Currently ISA-Tab metadata files can be downloaded directly from the HTML page for each Data Descriptor. Scientific Data also provides a GitHub repository containing copies of these ISA-Tab files at https://github.com/ScientificDataLabs/ISA-tab.
However, we can do more! Given that datasets and their descriptions are made available, the next step is to enable a “find me the data” culture.
Aiming to increase the usefulness of the ISA-Tab metadata files, the ISA team based at the University of Oxford has produced a demo tool allowing the discovery and exploration of the datasets. This is aptly named the ISA-explorer, and uses the information in the ISA-Tab metadata files to facilitate dataset discovery (see Figure 2). Published Scientific Data ISA-Tab files can now be easily read and explored at the customised Scientific Data ISA-explorer at: http://scientificdata.isa-explorer.org/
The Scientific Data ISA-explorer allows users to filter datasets by data repository and the metadata in the Structured Summary table (see Figure 1). The filters can be combined in a boolean search allowing users to easily and quickly discover specific types of data; for example, a specific design type for data stored at a particular repository.

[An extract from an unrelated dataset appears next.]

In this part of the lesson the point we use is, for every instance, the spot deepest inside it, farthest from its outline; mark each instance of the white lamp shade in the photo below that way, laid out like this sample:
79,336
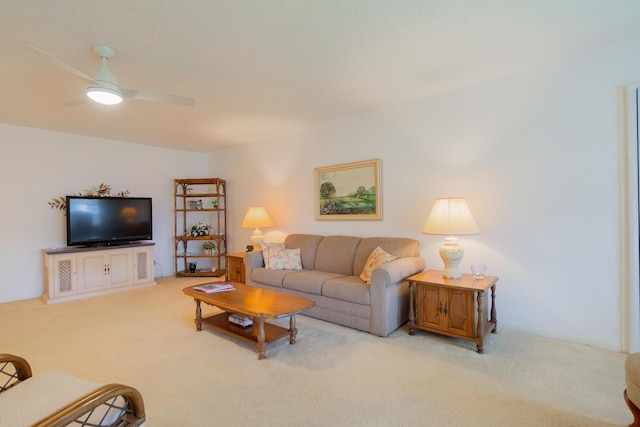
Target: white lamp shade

The ISA-explorer also offers a generic search box, allowing for keyword-based searches of the ISA-Tab metadata files. Additionally, the tool allows browsing of dataset specific information such as related publications. The tool shows a visualisation of the distribution of sample characteristics: for example, Figure 3 depicts how many samples of each organism type. To see all the samples information, the original metadata tables can also be visualised.